Furthermore, the PCA visualizations demonstrate that a clear separation between the original and synthesized Resemblyzer embeddings can be found. In contrast, the synthesized wav2vec embeddings and the original embeddings overlap, suggesting that this model cannot clearly distinguish between the original embeddings and the synthesized ones. This demonstrates that Resemblyzer is more sensitive to subtle differences and hence is able to discern when the audio is synthesized, whereas wav2vec can only capture the high-level characteristics ultimately leading to the embeddings failing to sufficiently capture the dissimilarities between the original and synthetic voice.

Next steps

The initial results of our custom voice were already quite good. As seen on the NannyML drift detection plots, some synthetic voices did not even give drift. However, our voice remains still far from perfect. As mentioned above, we still hear some mispronunciations, certainly loanwords adopted from a foreign language, but also certain phoneme combinations and abbreviations are not always pronounced correctly.

As a consequence, we believe we could further improve on our results by training on more high-quality audio data and also ensuring that the data contains the most important phoneme combinations. It should also cover the common words and phrases most likely to be used in your specific use case, such as domain-specific words or acronyms. For instance, if your use case is about generating speech for political texts, then it would be beneficial to fine-tune on more politically-oriented data.

Moreover, since there might be discrepancies between the recorded speech and the associated transcripts due to human errors, a speech-to-text model could be run first to detect these errors and raise the quality of the transcripts.

Thirdly, more thorough experimentation with different model architectures and hyperparameter tuning could boost the results. Since TTS models are continuously being improved upon and more complex models and techniques are being developed, synthesized audio quality will in the future progress even further.

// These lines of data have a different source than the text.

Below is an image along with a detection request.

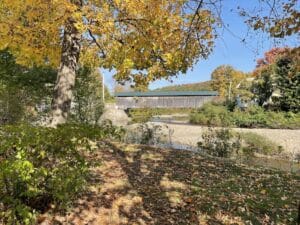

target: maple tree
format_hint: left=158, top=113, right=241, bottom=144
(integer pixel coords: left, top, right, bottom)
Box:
left=0, top=0, right=215, bottom=126
left=211, top=65, right=246, bottom=100
left=240, top=0, right=300, bottom=38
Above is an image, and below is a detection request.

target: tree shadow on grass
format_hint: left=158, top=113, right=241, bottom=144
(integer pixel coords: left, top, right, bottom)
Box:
left=48, top=143, right=198, bottom=225
left=45, top=143, right=297, bottom=225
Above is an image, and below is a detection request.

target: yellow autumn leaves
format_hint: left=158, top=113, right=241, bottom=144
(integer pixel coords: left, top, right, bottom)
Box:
left=0, top=0, right=214, bottom=85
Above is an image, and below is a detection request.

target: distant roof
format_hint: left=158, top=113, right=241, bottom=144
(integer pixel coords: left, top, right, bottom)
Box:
left=115, top=91, right=218, bottom=97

Finally, leveraging advanced post processing techniques such as pitch shifting, formant shifting, adding a small amount of background noise or correcting the duration of the generated speech might ameliorate the synthesized voices as well.

Conclusion

Text-to-speech has many applications that are becoming increasingly more important in today’s society. Despite the growing importance of TTS, the majority of research still focuses on the English language, leading to the development of many pretrained English TTS models. However, since Flemish Dutch is an important language in Belgium and since this language is less prevalent than for instance English, we see fewer openly available pretrained models in this language. This led us to training a Flemish TTS model on our own audio recordings using the Tacotron2 model. Additionally, to quantify synthesized speech quality, we generated vector embeddings for the original train audios to capture voice characteristics and used NannyML to profile this training set. Finally drift detection was run on the synthesized voice embeddings from all experiments.

Initial results already showed great potential, but there is still room for improvement. Despite this, we do believe that this is already a good first step to create a custom Flemish voice and it opens up many opportunities to further advance the generated audio quality by for instance increasing the dataset size and diversity, fine-tuning on domain-specific data and experimenting with different new architectures and techniques.